Jennifer Kenney, assistant professor in the University’s Department of Criminology and Criminal Justice, said inmates deserve the same health and rights that non-criminals have.
“Individuals who have made bad decisions and been sentenced for those crimes, they still deserve the basic human rights that every single person in this country deserves,” she said.
The moderator also asked about what mental health programs are available to inmates.
Reentry Coordinator Engret Jenkins, who works at a federal correctional institution, said contrary to popular belief, they do provide mental health programs for the inmate population including programs such as drug abuse and goal setting.
Angela Gentry said they have licensed clinicians, social workers, medical doctors, psychologists and psychiatrists available for those inmates, and once they are out of the prison’s supervision, the prison works with probation to continue the efforts on reentry.

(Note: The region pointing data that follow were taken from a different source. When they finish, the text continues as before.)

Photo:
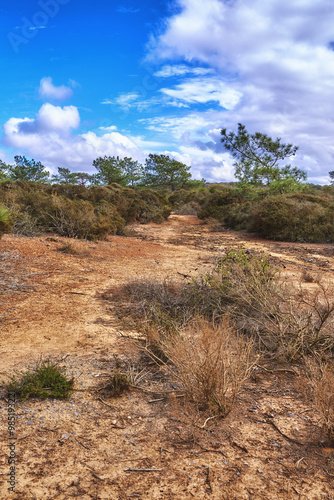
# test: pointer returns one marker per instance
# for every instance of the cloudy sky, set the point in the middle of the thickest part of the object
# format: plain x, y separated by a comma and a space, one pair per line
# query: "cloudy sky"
83, 79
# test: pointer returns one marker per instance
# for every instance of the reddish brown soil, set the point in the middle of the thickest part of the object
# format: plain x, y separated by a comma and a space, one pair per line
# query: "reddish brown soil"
268, 447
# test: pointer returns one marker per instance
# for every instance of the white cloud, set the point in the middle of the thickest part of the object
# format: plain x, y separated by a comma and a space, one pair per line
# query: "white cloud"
125, 101
111, 128
50, 138
181, 70
49, 91
203, 90
276, 56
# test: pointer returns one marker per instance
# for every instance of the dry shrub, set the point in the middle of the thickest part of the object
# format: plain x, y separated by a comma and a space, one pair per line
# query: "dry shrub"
321, 378
212, 362
298, 217
165, 306
5, 221
191, 208
289, 322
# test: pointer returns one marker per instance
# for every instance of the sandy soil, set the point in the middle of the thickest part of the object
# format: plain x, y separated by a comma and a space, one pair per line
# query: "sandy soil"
142, 444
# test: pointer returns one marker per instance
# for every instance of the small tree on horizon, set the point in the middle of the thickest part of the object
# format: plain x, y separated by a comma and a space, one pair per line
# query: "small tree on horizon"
258, 157
64, 176
27, 170
163, 171
110, 170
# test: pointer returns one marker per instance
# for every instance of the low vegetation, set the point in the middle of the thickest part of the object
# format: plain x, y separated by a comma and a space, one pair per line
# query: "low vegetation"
209, 332
76, 211
45, 380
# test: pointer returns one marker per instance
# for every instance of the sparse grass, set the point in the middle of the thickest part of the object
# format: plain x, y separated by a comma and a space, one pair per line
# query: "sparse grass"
212, 363
45, 380
117, 384
68, 248
289, 322
307, 277
321, 377
5, 221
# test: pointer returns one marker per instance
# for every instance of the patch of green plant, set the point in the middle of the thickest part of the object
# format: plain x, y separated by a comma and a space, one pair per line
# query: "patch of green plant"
298, 217
68, 248
5, 221
119, 382
45, 380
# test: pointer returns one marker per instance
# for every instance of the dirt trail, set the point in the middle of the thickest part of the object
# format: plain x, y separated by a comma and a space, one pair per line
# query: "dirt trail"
51, 305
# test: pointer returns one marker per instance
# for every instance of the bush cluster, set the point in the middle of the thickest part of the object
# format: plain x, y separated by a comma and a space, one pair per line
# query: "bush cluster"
303, 216
76, 211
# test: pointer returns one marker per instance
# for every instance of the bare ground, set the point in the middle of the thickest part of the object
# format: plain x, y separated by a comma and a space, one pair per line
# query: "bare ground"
95, 447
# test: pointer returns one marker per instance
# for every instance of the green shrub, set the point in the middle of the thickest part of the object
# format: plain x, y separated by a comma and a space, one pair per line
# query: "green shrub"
117, 384
5, 221
299, 217
45, 380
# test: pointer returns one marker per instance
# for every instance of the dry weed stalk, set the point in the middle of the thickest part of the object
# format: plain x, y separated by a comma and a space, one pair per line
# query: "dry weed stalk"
212, 363
289, 322
321, 378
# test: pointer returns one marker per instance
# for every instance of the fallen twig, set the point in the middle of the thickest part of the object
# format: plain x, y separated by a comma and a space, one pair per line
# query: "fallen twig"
100, 399
142, 470
207, 420
270, 422
81, 444
239, 445
208, 482
210, 451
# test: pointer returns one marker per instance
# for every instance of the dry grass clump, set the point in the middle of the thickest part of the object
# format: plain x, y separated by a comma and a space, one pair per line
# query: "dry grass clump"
5, 222
321, 377
289, 322
212, 362
164, 305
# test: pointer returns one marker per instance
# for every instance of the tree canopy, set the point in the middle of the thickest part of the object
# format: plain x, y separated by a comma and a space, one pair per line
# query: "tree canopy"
25, 170
258, 157
163, 171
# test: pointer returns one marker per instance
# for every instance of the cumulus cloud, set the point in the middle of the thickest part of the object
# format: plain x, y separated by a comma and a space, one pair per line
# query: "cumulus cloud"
51, 138
49, 91
180, 70
275, 59
203, 90
125, 101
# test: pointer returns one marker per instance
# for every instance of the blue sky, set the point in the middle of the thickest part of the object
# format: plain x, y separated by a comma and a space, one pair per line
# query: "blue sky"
83, 79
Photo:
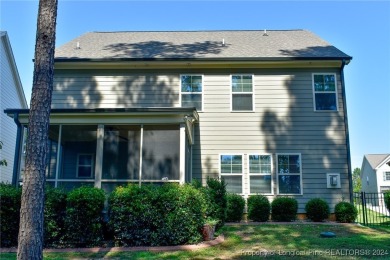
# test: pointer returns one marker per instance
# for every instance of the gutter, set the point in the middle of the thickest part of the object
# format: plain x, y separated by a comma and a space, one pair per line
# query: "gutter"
18, 147
347, 143
345, 59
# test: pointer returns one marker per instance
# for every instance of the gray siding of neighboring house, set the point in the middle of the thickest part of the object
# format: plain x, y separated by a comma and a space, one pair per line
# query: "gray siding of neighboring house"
284, 120
9, 98
369, 181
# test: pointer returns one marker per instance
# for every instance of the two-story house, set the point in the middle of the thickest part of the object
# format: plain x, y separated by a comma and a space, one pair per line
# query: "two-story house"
11, 95
263, 110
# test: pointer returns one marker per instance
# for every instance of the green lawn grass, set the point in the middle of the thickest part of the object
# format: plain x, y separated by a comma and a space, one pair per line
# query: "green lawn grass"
273, 241
372, 217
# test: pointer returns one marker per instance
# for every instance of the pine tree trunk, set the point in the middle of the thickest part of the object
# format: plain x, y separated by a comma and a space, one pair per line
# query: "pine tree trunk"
30, 241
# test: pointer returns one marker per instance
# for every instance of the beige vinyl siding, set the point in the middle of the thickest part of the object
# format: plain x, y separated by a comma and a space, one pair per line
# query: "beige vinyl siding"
115, 89
283, 120
9, 98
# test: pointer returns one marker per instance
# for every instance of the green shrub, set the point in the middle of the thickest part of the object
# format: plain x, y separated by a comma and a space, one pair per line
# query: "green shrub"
235, 207
284, 209
386, 196
10, 199
150, 215
258, 208
215, 193
183, 218
132, 213
345, 212
84, 216
54, 216
317, 209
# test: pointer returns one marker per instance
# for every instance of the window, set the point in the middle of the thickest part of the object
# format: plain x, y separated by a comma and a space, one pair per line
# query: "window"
191, 91
84, 165
289, 171
231, 172
325, 92
242, 93
260, 170
386, 176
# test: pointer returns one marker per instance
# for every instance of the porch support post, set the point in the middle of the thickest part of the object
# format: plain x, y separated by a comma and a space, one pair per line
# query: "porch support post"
182, 153
58, 156
99, 156
18, 151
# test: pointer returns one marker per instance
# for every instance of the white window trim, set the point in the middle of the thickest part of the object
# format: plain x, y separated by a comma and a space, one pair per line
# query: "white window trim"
260, 174
233, 174
299, 174
314, 92
78, 165
185, 93
238, 93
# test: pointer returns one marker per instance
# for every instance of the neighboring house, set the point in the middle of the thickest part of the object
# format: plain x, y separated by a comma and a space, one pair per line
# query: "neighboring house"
11, 96
375, 173
265, 111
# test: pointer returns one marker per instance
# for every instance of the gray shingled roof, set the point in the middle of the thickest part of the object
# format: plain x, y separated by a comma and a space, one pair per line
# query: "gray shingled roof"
375, 159
208, 45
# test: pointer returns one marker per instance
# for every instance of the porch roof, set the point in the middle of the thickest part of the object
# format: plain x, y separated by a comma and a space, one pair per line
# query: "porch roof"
135, 111
136, 115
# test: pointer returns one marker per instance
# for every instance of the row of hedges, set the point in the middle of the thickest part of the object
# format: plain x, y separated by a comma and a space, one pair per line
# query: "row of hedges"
285, 209
170, 214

“We want to make sure that once they leave our doors, we are there for them to make their reentry back into society successful,” she said.
When a student compared mass incarceration in America to being a continuation of modern-day institutionalized slavery, the panelists had several different answers. Jennifer Kenney spoke up about how incarceration is inevitable, but there tends to be a racial imbalance in those incarcerated.
“We are five percent of the world’s population, and we incarcerate 25 percent of the offenders; I don’t think anyone thinks that that is a good idea, but I don’t think it is institutionalized slavery,” she said. “I do think it is institutionalized racism, which is something that is very serious.”
Montgomery Warden Dennis Stamper said when he first started working in the Bureau of Prisons in 1987, there were 43 federal prisons in the country compared to today where America has 122 federal prisons. Stamper has worked at every level of the agency ranging from medical centers to working at the Supermax in Florence, Colorado.
“Are there people who could benefit from other ways of criminal justice like reform,” he said. “Absolutely, truthfully, there are plenty of men I have seen in there that I’d be happy if they were my next door neighbors, and there are some I would never want to know where I live.”